Não deu certo. Assim, restou aos aiatolás apelar ao que melhor sabem fazer: retórica agressiva contra o Ocidente. Como no caso russo, contudo, é bastante improvável que algum governo ocidental tenha capacidade dissuasória sobre Trump caso o americano resolva partir para as vias de fato. Algo que, é bom notar, nem tampouco é ao gosto do presidente americano, que sistematicamente fala grosso enquanto busca retrair o poderio de seu país de campos de batalha no exterior.

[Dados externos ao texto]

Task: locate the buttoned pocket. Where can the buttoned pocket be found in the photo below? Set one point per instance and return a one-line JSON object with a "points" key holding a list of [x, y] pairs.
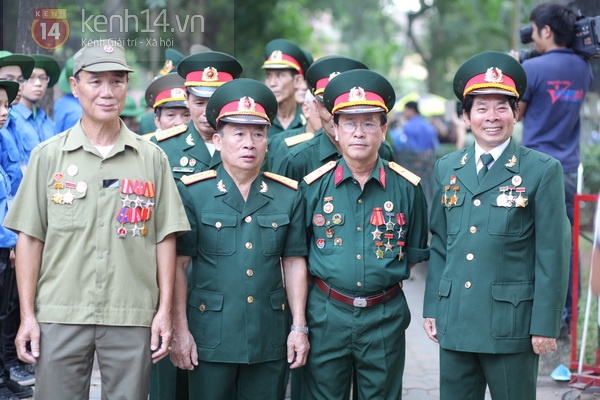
{"points": [[273, 230], [206, 317], [218, 233], [443, 307], [511, 309], [279, 320]]}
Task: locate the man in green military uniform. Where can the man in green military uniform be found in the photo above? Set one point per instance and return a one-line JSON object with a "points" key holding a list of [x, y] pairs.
{"points": [[246, 227], [310, 155], [191, 150], [497, 278], [367, 224]]}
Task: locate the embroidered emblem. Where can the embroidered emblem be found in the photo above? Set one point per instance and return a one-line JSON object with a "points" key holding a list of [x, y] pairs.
{"points": [[494, 75]]}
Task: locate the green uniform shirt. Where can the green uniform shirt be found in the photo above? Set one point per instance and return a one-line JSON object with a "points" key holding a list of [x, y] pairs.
{"points": [[308, 156], [237, 303], [345, 249], [89, 274], [188, 153], [499, 251]]}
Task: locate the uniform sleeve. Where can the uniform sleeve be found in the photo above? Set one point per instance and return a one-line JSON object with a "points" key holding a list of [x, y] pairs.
{"points": [[188, 242]]}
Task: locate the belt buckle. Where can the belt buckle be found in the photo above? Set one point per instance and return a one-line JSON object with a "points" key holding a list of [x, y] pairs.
{"points": [[360, 302]]}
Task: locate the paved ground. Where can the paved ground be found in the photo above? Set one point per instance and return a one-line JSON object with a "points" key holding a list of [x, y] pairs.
{"points": [[421, 372]]}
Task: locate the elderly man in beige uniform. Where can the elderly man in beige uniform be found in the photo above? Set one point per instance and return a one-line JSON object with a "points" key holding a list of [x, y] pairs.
{"points": [[97, 215]]}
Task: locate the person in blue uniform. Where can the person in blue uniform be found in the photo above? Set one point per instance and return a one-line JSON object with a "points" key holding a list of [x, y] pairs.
{"points": [[232, 330], [500, 246]]}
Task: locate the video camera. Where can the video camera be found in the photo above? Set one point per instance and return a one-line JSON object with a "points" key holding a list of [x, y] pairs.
{"points": [[586, 42]]}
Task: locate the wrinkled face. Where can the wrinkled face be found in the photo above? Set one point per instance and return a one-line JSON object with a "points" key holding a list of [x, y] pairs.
{"points": [[243, 146], [360, 136], [491, 120], [101, 94], [172, 116], [13, 73], [282, 83], [36, 86], [3, 107], [197, 107]]}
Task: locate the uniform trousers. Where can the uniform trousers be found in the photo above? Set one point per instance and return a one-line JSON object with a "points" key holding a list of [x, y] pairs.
{"points": [[369, 341], [67, 354], [464, 376], [229, 381]]}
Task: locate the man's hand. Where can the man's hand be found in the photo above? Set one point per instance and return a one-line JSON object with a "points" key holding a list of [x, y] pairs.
{"points": [[429, 326], [543, 345], [184, 354], [298, 347], [161, 334], [28, 336]]}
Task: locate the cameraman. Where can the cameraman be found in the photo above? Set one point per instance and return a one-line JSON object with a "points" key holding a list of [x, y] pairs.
{"points": [[557, 82]]}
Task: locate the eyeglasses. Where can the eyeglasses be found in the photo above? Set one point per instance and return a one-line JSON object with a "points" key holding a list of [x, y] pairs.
{"points": [[42, 78], [366, 127]]}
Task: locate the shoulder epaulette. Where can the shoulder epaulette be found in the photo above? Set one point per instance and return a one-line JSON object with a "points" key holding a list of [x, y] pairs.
{"points": [[403, 172], [319, 172], [169, 133], [297, 139], [282, 179], [200, 176]]}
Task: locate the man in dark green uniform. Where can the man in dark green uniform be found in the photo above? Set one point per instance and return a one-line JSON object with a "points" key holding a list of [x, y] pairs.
{"points": [[247, 226], [497, 278], [191, 150], [366, 220], [310, 155]]}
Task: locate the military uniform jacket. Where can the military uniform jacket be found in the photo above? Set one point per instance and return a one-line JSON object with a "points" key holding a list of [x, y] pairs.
{"points": [[187, 153], [499, 251], [237, 303], [361, 241]]}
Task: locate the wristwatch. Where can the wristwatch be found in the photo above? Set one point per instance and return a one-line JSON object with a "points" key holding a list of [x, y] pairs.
{"points": [[301, 329]]}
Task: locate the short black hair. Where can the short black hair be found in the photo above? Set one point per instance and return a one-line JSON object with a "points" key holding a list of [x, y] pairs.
{"points": [[559, 18]]}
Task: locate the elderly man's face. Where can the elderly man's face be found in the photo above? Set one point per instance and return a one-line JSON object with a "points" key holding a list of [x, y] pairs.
{"points": [[101, 94]]}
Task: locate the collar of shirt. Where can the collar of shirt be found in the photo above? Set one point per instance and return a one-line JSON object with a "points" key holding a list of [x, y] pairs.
{"points": [[496, 152]]}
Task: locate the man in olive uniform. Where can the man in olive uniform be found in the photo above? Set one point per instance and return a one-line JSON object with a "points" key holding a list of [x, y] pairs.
{"points": [[367, 224], [497, 278], [246, 227], [308, 156], [190, 149]]}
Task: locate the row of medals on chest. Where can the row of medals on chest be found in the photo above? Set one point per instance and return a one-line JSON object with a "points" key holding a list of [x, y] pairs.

Teerã trabalha bem com essa variável, mas pode sempre haver um ponto de não retorno. Os fios desencapados estão todos aí: petroleiros atacados no Golfo Pérsico, os rebeldes xiitas do Iêmen disparando novos mísseis contra Riad, um drone derrubado. Mas a vertente econômica da disputa parece ter fracassado para os iranianos, então a aposta militar é o que sobra, até porque o momento regional até lhes é favorável devido a problemas com os aliados dos EUA na região.

 

A Arábia Saudita, maior rival do Irã até pela primazia no islamismo, já que é o centro do ramo majoritário sunita enquanto Teerã comanda os minoritários xiitas, está sob forte pressão internacional devido à sua campanha militar contra os aliados do Irã no Iêmen. Além disso, o herdeiro do trono e real chefe do país, príncipe Mohammad bin Salman, é acusado pessoalmente por abusos contra os direitos humanos e pela morte de um jornalista crítico da monarquia na Turquia.

O assassinato de Jamal Khashoggi em outubro passado, ocorrido num consulado saudita em Istambul, indispôs de vez os turcos com os sauditas e abriu uma rixa no campo sunita do islamismo. Hoje, Turquia e Qatar se opõem a um bloco composto por Arábia Saudita, Emirados Árabes Unidos e o Egito. Militarmente, se enfrentam por meio de apoio a grupos rivais na guerra civil da Líbia e estiveram em campos opostos em vários momentos do conflito que destroçou a Síria.

A Turquia também não está num momento confortável em sua posição de aliada do Ocidente —é o único país islâmico na Otan, aliança militar liderada pelos EUA. Desde que o presidente Recep Tayyip Erdogan sufocou um golpe militar em 2016 e acusou Washington de proteger o suposto mentor da ação, Ancara vem se distanciando dos EUA e se aproximando da Rússia de Putin. Os países trabalham juntos para tentar solucionar a crise síria, e Moscou vendeu um poderoso sistema antiaéreo, o S-400, aos turcos.

Os americanos protestaram e congelaram a participação da Turquia no programa de seu caça F-35. Os turcos fazem partes da estrutura do avião e encomendaram cem unidades do modelo. A resposta de Ancara ao veto americano foi o de apresentar uma maquete do que seria seu novo avião de combate, muitíssimo similar ao jato americano. Foi só propaganda, mas deu a ideia do esgarçamento das relações.